Ford Rising Stars Racing
- Team Principal: Jim Morton
- Debut: 2008
- Final Season: 2008
- Round wins: 0
- Pole positions: 0
- 2008 position: 15th (844 pts)

= Speed FX Racing =

Australian motor racing team

Speed FX Racing (better known as Ford Rising Stars Racing) was an Australian motor racing team.

==History==
Speed FX Racing began competing in V8 Supercar competition in 2004, entering the second tier with a Ford Falcon AU for Brad Tilley. Tilley managed just one top-ten finish in the first five rounds, and was replaced with Greg Ritter for the final event at Mallala where he won two of the three races.

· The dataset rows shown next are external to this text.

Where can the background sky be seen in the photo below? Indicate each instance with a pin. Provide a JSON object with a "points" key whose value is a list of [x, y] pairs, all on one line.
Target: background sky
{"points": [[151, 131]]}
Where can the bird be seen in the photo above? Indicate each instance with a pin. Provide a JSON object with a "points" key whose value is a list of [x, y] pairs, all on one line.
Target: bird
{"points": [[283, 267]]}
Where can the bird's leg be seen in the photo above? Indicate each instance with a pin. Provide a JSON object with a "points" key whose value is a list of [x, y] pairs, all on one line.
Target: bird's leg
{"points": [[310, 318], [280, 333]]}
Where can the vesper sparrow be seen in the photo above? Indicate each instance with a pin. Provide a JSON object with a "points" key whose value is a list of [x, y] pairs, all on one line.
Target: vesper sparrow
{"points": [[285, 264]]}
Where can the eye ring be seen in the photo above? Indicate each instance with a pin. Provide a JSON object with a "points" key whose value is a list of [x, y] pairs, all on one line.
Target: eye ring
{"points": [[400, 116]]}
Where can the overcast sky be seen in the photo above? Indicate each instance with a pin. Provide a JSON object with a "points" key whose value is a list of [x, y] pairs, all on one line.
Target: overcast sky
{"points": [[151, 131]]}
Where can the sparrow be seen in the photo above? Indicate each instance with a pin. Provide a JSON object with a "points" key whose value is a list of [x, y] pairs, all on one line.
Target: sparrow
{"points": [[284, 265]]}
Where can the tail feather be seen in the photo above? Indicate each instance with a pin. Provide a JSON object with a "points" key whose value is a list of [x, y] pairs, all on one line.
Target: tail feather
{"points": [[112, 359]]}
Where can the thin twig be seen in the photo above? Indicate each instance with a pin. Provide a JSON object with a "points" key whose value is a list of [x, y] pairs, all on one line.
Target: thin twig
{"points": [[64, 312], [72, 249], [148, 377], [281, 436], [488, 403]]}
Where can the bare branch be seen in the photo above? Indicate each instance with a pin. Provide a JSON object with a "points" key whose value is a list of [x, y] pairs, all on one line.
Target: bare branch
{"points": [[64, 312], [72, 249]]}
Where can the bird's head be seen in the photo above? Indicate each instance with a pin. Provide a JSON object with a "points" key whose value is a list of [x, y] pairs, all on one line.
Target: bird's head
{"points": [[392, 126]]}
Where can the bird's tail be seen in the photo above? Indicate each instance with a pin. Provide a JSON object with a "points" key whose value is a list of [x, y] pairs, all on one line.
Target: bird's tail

The team sat out the 2005 season, but returned in 2006 with Michael Caruso at the wheel of a Ford Falcon BA – Caruso scored four podium finishes en route to 4th in the standings, and was retained for the following season where he narrowly lost the title by 5pts to Tony D'Alberto. The team operated as a satellite of Ford Performance Racing in 2007, rebranding as Ford Rising Stars Racing, and operating a second car shared between Daniel Elliott and Grant Denyer.

For 2008, the team stepped up to the top flight having purchased a franchise from Paul Weel Racing. FPR were tasked with preparing the car and providing personnel, whilst Formula 3 Euro Series driver Michael Patrizi was signed to drive the car, bringing sponsorship from mining services company Ausdrill. Due to a lack of preparation time, the team received dispensation to skip the first two events and begin their campaign at the non-championship Australian Grand Prix support round.

The team achieved its best result at the Phillip Island 500, finishing 18th in a wet-dry race with Grant Denyer co-driving. Denyer was slated to drive in the teams' first Bathurst 1000, but suffered multiple fractured vertebrae in a monster truck incident and was replaced with Karl Reindler. Patrizi and Reindler finished 19th in the Bathurst 1000, after which Patrizi was assaulted by a team sponsor. The team folded at the end of 2008 and their Racing Entitlement Contract passed to Marcus Marshall Motorsport.

It later resurfaced in Touring Car Masters, where they were the first to build a Ford XB Falcon Hardtop for the series after the series expanded its vehicle eligibility in 2011. Two-time Australian Touring Car Champion Glenn Seton joined the team as a driver for selected events. The car was sold ahead of the 2012 season, and the team entered a partnership with Michael Wedge to run a Holden Monaro HQ.